Less private, not more
There are three major problems:
Tracking around the web will still be valuable. Because the method employed by Google categorises users based on visited domain names and does so based on random divisions of the space of all possible browser histories, ad networks must combine the cohorts they are told users belong to with other data they have on these users in order to gradually learn what kind of interests particular cohorts stand for. They will use their existing tracking data in order to infer these interests, and finding means to track you around the web without cookies will remain valuable just to derive better information about what particular cohorts mean.
Cohorts can be more privacy-invasive than tracking based on cookies. Ad networks can only see that you visit a certain website if their ads are actually embedded on that website. But your web browser can calculate your cohort based on your entire browsing history. This means that telling an ad network your cohort can reveal information about your interests that the network would not otherwise have known. Additionally, certain cohorts could consist primarily of users that have visited a domain name of a website revealing a particularly sensitive interest (for example a website about a particular illness). Google acknowledges this problem in a paper but also admits that in order to solve it (by blocking your browser from reporting potentially sensitive cohorts), they must make a trade-off between your privacy and the utility of their system.
Cohorts can be used to refine already existing tracking techniques. Unfortunately, cookies are not the only way to identify users on the web. Websites and ad networks can also request and combine information such as your screen size and which fonts you have installed, creating a unique “fingerprint” of your browser. The cohort your browser reports provides additional information for fingerprinters, making you more distinguishable, not less.
In summary, Google’s new mechanism may well make you less private, not more private as you browse the web. Instead, it merely repurposes your browser into an additional tool to learn what you like.

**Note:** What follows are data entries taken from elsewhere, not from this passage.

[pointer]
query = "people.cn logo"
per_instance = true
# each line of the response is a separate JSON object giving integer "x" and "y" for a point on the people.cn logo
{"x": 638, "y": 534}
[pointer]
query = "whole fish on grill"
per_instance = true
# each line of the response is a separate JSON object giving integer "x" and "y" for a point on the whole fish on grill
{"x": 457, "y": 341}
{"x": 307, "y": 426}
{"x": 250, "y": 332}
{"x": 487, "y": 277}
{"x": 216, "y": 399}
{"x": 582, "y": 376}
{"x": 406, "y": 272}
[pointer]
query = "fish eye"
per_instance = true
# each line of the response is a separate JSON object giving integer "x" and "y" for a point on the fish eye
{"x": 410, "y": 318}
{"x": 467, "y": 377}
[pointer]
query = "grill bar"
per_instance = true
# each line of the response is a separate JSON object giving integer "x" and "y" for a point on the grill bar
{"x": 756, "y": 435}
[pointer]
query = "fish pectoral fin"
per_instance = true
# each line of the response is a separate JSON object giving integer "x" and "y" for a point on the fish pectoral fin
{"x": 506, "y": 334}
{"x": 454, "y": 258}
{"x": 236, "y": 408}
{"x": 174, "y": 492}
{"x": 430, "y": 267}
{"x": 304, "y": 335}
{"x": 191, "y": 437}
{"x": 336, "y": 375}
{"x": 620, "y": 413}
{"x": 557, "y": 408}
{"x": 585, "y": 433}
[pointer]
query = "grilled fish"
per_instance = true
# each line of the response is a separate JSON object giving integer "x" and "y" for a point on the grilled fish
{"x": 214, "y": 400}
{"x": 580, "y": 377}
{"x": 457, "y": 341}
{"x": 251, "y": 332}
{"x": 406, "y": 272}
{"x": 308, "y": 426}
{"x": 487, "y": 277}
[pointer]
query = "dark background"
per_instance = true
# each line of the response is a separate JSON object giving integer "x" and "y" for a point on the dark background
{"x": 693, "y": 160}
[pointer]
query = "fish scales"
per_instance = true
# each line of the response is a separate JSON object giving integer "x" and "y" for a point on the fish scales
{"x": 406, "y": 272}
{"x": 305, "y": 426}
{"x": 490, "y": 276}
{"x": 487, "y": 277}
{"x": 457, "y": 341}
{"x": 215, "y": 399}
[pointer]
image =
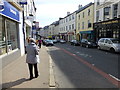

Instead of the browser working solely in your interest, it will work in the interest of advertisers.
(Contribution by: Benedikt Gollatz, EDRi member, Epicenter.works)
1 For the more mathematically inclined, the method used to find similar browsing histories is repeated calculation of the similarity measure described in section 3 of Moses S. Charikar: Similarity estimation techniques from rounding algorithms (2002). The vector u consists of a “one-hot” encoding of hashes of visited domain names (it is the characteristic vector of the subset of visited domain name hashes in the set of all domain name hashes). The components of the hyperplane normals r are derived from these hashes and the number of the plane, which can be done decentrally in a deterministic manner. The implementation can be found in the chromium source code repository.